"I look to like." August 1, 2015

I complained to my friend Chris that I was having a hard time figuring out who I was. 

"Start out with one thing, say: 'I like X' and work from there," Chris said. That seemed easy, too easy. What about the variables, when liking X meant denying Y, and the questions that came with it? 

"Don't worry about that, you'll get to it," Chris said. 

He was right. There was some comfort in confirming the small things. I knew what was first on my list: I like New York. I said it to myself as we crossed back over the Brooklyn Bridge that night.

I knew it would be a very long time before I could add to my short list: "I like myself." In fact, I don't think I ever could. Applying Chris' principal to myself, meant picking just one thing about me that I liked. 

Glancing in the mirror, I turned to look at my profile. I like my nose, I said. but then quickly recanted. Maybe I like my nose. 

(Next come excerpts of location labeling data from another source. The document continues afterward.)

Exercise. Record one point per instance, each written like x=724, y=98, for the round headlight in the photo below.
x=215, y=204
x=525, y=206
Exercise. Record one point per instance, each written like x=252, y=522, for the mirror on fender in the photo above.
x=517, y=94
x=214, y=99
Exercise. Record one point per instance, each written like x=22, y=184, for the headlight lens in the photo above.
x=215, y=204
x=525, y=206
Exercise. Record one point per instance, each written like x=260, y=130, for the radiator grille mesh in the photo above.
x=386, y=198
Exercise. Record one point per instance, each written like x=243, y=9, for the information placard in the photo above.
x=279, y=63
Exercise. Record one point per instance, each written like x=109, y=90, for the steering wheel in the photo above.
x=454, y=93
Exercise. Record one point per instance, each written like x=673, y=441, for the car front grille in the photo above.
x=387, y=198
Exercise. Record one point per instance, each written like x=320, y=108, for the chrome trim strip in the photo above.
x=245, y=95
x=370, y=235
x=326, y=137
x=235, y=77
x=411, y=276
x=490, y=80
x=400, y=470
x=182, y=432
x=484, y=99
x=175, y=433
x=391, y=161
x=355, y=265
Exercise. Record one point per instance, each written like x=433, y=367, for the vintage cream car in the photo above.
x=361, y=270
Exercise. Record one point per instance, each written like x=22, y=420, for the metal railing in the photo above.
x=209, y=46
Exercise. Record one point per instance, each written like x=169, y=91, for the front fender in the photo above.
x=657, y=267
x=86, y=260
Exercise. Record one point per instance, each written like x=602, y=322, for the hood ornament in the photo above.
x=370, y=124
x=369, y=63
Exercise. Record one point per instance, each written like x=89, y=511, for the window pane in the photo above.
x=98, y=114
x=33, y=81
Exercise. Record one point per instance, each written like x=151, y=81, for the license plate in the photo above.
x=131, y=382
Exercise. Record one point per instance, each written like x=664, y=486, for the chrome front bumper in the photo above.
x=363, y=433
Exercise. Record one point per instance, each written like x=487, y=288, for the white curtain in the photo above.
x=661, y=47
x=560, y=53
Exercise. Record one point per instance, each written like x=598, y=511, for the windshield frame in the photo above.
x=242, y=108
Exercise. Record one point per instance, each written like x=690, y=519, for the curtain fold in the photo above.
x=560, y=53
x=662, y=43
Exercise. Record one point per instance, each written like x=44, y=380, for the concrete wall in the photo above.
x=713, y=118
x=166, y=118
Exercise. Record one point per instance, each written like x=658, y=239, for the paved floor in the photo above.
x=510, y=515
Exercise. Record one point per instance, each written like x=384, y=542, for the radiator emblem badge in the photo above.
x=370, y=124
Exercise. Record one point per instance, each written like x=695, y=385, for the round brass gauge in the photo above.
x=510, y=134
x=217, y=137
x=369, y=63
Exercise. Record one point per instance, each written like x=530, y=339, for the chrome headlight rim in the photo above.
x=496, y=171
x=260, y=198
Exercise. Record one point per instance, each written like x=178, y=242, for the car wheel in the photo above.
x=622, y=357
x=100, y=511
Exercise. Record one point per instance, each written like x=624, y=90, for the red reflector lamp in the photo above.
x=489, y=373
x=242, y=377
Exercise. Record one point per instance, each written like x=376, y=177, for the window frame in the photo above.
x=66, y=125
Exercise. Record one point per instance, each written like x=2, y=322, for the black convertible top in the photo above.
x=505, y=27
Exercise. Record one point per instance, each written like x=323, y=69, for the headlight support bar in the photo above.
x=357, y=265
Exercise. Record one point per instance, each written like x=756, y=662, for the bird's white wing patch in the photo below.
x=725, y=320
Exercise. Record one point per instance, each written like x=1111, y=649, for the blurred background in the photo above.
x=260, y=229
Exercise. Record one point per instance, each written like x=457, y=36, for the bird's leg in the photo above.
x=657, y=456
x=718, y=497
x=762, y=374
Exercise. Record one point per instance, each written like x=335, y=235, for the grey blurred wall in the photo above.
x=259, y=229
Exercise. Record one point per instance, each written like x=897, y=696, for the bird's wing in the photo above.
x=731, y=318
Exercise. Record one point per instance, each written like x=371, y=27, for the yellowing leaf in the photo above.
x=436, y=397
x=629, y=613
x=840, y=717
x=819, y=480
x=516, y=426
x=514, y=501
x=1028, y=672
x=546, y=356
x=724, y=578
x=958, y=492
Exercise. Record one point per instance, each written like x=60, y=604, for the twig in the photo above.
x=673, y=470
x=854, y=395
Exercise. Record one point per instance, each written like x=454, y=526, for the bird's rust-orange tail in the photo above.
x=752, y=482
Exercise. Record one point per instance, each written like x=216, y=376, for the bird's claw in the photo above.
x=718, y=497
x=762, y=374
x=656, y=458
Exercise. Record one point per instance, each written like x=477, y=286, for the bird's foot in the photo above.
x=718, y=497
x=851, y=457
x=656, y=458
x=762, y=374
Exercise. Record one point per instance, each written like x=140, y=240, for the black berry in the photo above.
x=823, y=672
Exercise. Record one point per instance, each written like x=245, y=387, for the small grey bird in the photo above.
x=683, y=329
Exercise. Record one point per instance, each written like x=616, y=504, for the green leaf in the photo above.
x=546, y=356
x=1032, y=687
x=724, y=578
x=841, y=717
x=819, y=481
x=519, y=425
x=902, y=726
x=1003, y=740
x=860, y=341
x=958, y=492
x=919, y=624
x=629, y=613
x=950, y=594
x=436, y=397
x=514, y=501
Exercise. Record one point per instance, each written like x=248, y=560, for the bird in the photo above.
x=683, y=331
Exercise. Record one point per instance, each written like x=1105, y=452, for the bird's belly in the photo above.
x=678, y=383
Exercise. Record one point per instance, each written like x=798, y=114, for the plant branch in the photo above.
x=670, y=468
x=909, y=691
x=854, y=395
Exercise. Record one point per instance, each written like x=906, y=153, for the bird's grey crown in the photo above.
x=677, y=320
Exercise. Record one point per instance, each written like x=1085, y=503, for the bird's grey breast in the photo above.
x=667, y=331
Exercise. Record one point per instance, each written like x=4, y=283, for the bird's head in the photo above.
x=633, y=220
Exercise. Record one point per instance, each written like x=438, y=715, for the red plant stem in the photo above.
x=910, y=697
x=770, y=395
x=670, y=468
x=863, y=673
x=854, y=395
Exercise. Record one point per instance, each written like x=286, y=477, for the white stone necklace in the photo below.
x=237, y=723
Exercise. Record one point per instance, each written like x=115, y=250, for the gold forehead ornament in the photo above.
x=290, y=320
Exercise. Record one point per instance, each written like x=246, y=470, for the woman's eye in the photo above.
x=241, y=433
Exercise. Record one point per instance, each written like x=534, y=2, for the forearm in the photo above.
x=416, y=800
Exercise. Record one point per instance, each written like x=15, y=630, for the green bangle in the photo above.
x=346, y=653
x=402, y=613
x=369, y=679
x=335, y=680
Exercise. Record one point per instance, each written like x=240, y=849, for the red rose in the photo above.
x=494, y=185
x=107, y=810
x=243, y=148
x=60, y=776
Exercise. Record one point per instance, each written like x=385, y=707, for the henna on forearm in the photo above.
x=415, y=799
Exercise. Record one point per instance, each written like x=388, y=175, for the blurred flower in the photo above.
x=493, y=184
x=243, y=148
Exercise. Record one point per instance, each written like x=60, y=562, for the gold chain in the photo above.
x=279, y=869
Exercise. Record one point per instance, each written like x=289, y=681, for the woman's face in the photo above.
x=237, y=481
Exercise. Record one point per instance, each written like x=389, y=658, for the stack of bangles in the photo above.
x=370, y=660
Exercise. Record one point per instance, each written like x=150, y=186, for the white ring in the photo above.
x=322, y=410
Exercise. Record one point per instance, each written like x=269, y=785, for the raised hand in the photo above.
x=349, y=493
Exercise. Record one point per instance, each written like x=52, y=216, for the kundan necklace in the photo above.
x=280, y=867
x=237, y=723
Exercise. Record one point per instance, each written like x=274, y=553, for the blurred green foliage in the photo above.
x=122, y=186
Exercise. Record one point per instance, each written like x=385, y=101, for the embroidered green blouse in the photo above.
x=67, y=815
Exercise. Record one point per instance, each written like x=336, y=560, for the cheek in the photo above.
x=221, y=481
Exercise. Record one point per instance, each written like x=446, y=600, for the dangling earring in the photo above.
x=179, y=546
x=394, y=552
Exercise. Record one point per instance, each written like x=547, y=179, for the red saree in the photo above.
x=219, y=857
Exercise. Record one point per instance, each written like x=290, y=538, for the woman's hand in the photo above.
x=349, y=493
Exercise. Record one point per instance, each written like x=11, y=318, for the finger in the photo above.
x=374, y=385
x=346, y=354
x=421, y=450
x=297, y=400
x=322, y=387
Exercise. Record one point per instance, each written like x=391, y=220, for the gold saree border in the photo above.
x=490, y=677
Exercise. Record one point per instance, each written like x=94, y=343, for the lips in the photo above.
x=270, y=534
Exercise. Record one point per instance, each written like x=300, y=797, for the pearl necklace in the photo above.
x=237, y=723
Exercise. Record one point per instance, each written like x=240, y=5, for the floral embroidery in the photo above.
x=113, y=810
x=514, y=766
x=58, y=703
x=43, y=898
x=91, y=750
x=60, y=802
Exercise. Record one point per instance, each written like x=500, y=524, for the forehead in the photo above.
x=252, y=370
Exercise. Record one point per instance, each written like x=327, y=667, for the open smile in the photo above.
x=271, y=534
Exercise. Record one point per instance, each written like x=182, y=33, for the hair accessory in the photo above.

In society, confidence is praised, but at the same time, so is modesty. In high school, everyone knew that it was wrong to ever admit in the locker room: "I like my body," but that it was acceptable to poke at one's 26 inch waist and say, "I'm getting bigger." 

For this reason, admitting that I liked my nose, seemed awful. It also permitted me to hate my round, child-like cheeks, the frizzy, shoulder-length hair that hides in a bun, and my microscopic ears. 

It was in 2008 when Chris and I had that conversation. It's taken nearly seven years for me to come to a list of things I like. It's short and solid, only three items, max. The fourth item (nose related) appears and reappears with the tide. 

On Ash Wednesday, I went to meet Bo at the Hungarian Pastry Shop after work. I walked to a table in the middle of the restaurant, amid many stares at the ashes on my forehead. I looked around desperately, but no one else was wearing them. Bo was on his way to meet me, so I did some writing and noticed a man across the restaurant looking up and down at me rapidly.

"A man is sketching me," I texted to Bo. I was having an ugly day, the ashes weren't helping. 

When Bo arrived he sneaked a look at the man's sketch pad. 

"I saw it," he said. "He's doing it with a pen." 

Bo approached him as we left and asked to see the drawing. 

"She's very special to me, I'd like to have it," Bo said to him. 

"She's much prettier than this, but I have to draw it fast because of the ink," he said to Bo. "I noticed she had the ashes, and I remember going to get them when I was growing up. She's the only one I've seen all day with the ashes." 

He'd sketched me holding my coffee cup with both hands with a grumpy, concerned stare. My hair parted at the middle, twisted up on each side. The ashes like a sideways heart. It was Ariel -- the abstract version. I liked it much more than the fantasy version I wanted in photographs.

In that moment, the value of ones own uniqueness over cultural beauty became apparent. If I gave up my self doubt and my worry over being well liked for my modesty, I could gain acceptance of myself. I know now which is more important. 

Bo exchanged information with the artist, but we never heard from him again. And on liking my nose? It'll be a slowly but surely kind of thing.